Que trouvez-vous le plus stimulant dans votre travail?

« J’adore mon travail. L’humain est vraiment au centre de mes préoccupations. C’est vraiment stimulant de pouvoir guider et accompagner les personnes dans le processus. Prendre du recul et faire le lien entre toutes les déclarations et les informations me permettent de prendre une décision juste et éclairée. »

J’aime penser que je fais une différence, même si mes clients sont transférés dans un autre département pour la suite des choses. Ça me passionne, le contact humain, écouter les gens et le fait de comprendre des situations diverses.

Avez-vous constaté une évolution dans le domaine de l’indemnisation depuis que vous pratiquez ce métier? Si oui, qu’avez-vous remarqué?

Oui, beaucoup. Avant, les dossiers étaient traités par région. Ça entraînait certains délais de traitement et quelques enjeux de cohérence. Maintenant, le service d’indemnisation est regroupé sous la Direction générale de l’admissibilité des réclamations. Ça permet d’uniformiser les pratiques, de réduire les délais et d’avoir une cohérence dans les orientations. J’ai vu une différence, et c’est vraiment bien. J’habite en Estrie, mais je peux traiter un dossier d’une travailleuse habitant à Québec, en Abitibi ou ailleurs dans la province. Notre expertise est mise de l’avant, et c’est ce qui compte.

Quels conseils donneriez-vous à quelqu’un qui serait intéressé à être agent d’indemnisation?
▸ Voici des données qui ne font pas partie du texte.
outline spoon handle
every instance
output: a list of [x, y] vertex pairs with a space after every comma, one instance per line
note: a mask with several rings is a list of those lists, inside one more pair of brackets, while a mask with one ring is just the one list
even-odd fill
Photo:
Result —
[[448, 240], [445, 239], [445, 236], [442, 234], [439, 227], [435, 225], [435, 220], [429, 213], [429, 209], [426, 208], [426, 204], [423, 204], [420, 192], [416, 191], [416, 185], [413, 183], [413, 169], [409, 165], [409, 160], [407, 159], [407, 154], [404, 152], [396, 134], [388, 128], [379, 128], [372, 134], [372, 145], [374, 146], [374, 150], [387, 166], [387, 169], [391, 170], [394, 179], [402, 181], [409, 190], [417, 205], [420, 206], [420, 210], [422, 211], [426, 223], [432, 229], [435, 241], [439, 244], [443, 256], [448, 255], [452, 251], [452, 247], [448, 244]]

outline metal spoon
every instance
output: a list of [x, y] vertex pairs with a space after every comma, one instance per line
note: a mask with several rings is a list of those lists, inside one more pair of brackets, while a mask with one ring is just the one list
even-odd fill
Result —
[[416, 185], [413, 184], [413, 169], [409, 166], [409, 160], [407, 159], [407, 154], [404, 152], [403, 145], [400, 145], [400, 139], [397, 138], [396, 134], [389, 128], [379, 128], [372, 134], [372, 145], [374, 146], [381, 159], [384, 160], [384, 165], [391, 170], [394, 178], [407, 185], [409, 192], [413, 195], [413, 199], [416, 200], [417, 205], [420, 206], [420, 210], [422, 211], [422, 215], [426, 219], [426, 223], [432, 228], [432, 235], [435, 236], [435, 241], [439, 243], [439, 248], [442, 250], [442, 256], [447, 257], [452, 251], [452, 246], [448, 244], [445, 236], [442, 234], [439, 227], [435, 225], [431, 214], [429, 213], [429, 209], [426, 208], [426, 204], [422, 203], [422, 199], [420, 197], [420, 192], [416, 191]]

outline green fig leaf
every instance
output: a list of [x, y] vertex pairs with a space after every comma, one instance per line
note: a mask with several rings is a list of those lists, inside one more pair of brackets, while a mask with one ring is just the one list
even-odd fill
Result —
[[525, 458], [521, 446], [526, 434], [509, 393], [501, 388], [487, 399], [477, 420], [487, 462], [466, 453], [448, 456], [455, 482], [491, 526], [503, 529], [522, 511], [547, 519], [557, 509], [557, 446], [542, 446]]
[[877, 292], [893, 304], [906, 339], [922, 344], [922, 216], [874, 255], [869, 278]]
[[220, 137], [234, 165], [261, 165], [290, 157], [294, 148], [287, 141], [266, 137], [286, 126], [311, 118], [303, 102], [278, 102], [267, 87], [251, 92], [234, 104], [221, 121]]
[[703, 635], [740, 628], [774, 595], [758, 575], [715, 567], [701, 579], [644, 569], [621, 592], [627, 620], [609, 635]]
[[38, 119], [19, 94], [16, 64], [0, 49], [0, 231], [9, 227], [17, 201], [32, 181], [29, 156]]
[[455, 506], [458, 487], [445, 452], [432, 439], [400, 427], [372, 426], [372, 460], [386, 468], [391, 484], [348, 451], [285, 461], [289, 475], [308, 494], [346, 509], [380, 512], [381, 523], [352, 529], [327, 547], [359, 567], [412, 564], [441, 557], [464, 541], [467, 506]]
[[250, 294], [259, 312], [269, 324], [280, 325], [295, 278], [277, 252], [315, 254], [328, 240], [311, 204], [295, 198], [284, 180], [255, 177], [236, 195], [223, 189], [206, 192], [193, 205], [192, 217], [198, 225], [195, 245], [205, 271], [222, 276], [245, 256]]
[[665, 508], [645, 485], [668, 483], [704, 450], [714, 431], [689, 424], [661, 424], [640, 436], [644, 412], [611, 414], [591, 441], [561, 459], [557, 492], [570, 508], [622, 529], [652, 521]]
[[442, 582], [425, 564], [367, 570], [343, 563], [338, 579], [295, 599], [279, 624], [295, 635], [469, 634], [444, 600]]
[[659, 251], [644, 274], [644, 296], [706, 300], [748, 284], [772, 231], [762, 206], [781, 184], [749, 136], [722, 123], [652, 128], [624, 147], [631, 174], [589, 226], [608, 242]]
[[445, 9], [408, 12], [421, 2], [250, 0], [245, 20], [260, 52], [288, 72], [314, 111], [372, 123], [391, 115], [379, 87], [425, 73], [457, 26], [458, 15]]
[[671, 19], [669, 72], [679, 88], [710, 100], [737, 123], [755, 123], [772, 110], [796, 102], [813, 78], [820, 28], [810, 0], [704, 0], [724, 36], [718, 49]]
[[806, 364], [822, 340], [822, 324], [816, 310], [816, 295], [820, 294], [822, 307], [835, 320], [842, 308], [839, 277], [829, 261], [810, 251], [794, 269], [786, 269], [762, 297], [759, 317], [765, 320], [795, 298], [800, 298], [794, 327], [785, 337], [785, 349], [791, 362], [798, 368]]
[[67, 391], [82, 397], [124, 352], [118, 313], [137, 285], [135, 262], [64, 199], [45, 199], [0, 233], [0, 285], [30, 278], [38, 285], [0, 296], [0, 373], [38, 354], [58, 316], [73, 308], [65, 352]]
Ne lâchez pas! Ce n’est pas toujours facile entrer en poste comme agent d’indemnisation, ça faisait longtemps que je voulais travailler à la CNESST, mais ça ne marchait pas, car j’ai un profil artistique, ce qui ne correspondait pas du tout. Mais j’ai persévéré et j’ai réussi. Ça en vaut la peine! Et soyez humain… C’est la seule façon de bien travailler dans ce domaine.

Quelle a été votre plus belle expérience dans le cadre de votre travail à la CNESST?

Il y en a eu plusieurs, mais une en particulier vient me chercher. Je m’en souviendrai toujours… Un accident est survenu dans un garage, il y a même un homme qui est mort. Un jeune homme était en détresse, il avait été témoin de l’événement et il était sous le choc. Il ne savait pas du tout quoi faire et comment remplir une réclamation. Il a donc communiqué avec un inspecteur sans savoir à qui s’adresser. Son dossier s’est finalement rendu à moi. J’ai communiqué avec lui pour lui expliquer comment procéder et je l’ai accompagné. J’ai fait une différence et je suis fière de la collaboration de mes collègues aussi, qui ont permis de relayer l’information.

Un petit mot pour la fin?

Le travail d’agent d’indemnisation spécialisé est important, car on peut faire une différence dans la vie des gens qui vivent parfois une grande détresse.